The cell number of a particular cell type in a total cell population might indicate the physiological or pathological status of the cell smear/FNAC/tissue. ImageJ is a powerful open- source software extensively used for image assessment, including cell counting. In this chapter, the steps to count cells using ImageJ has been discussed. There are two ways to count the cells in a research image using ImageJ. A. Manual Counting Use the “Cell Counter” plugin or simply use the multipoint tool in ImageJ. Open it, select the cell type you want to count, and click on each cell in the image to tally them. Double-click on the multipoint tool. A separate window will open named point tool. One can select the type of marking, color and size of making (Figure 30). Keep clicking on the cell type to be counted. It will record the number of cells counted. If one wants to count the second cell type in the same image, change the counter number and select the size, color and type of click point.

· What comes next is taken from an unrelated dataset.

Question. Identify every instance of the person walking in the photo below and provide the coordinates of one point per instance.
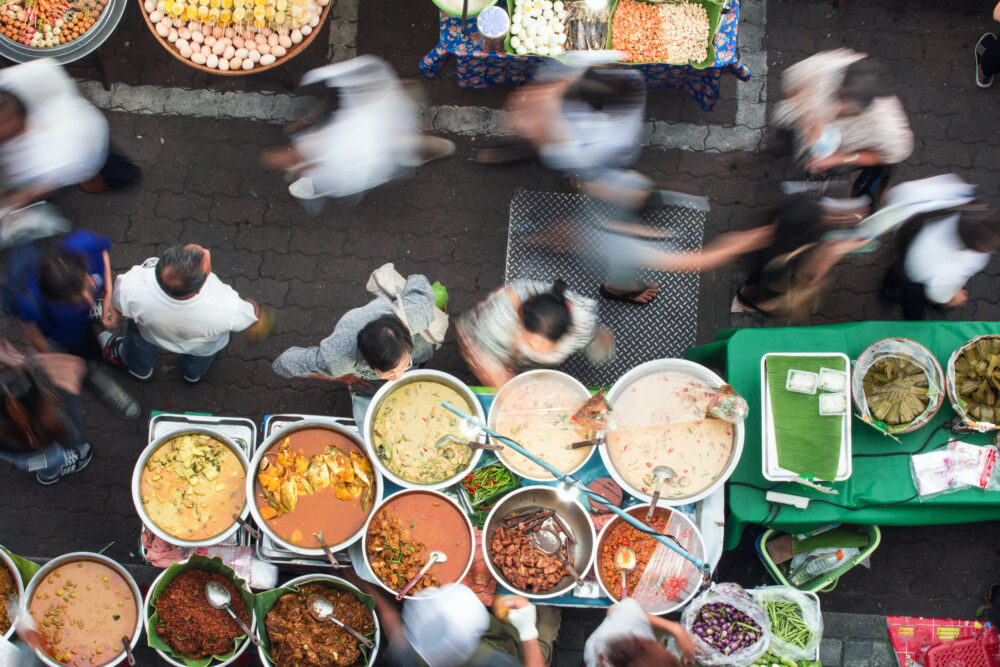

Measuring cell size, diameter, length, distance between cells, area, etc, are important indicators of the identification of cell types and the physiological or pathological state of cells and tissues. ImageJ is a useful program that allows researchers and scientists to work with microscopy images for cytomorphological detailing. The steps to measure cell size are: A. Open Your Image in ImageJ: First, open the image containing the cells you want to measure. B. Set the Scale (Optional): If your image has a known scale (e.g., if you used a microscope with a calibrated scale bar), you can set it inImageJ. This step ensures accurate measurements. Go to Analyze > Set Scale. Enter the known distance (in pixels) and the corresponding physical distance (e.g., micrometers). Click OK. C. Choose the Measurement Tool: ImageJ provides several measurement tools. The most common ones for cell size are: Area Measurement: Use the Polygon Selection Tool to outline the cell, and then go to Analyze > Measure. D. Length Measurement: Use the Straight-Line Selection Tool to measure the length of cell projections (e.g., neurites or filopodia). E. Record Measurements: After selecting the appropriate tool, click and drag to measure the cell area or length. Press’ t’ to record the measurement. Repeat for multiple cells if needed. F. View Results: The measured values will appear in the Results window. You can access the results by going to Analyze > Measure or by opening the Results window directly.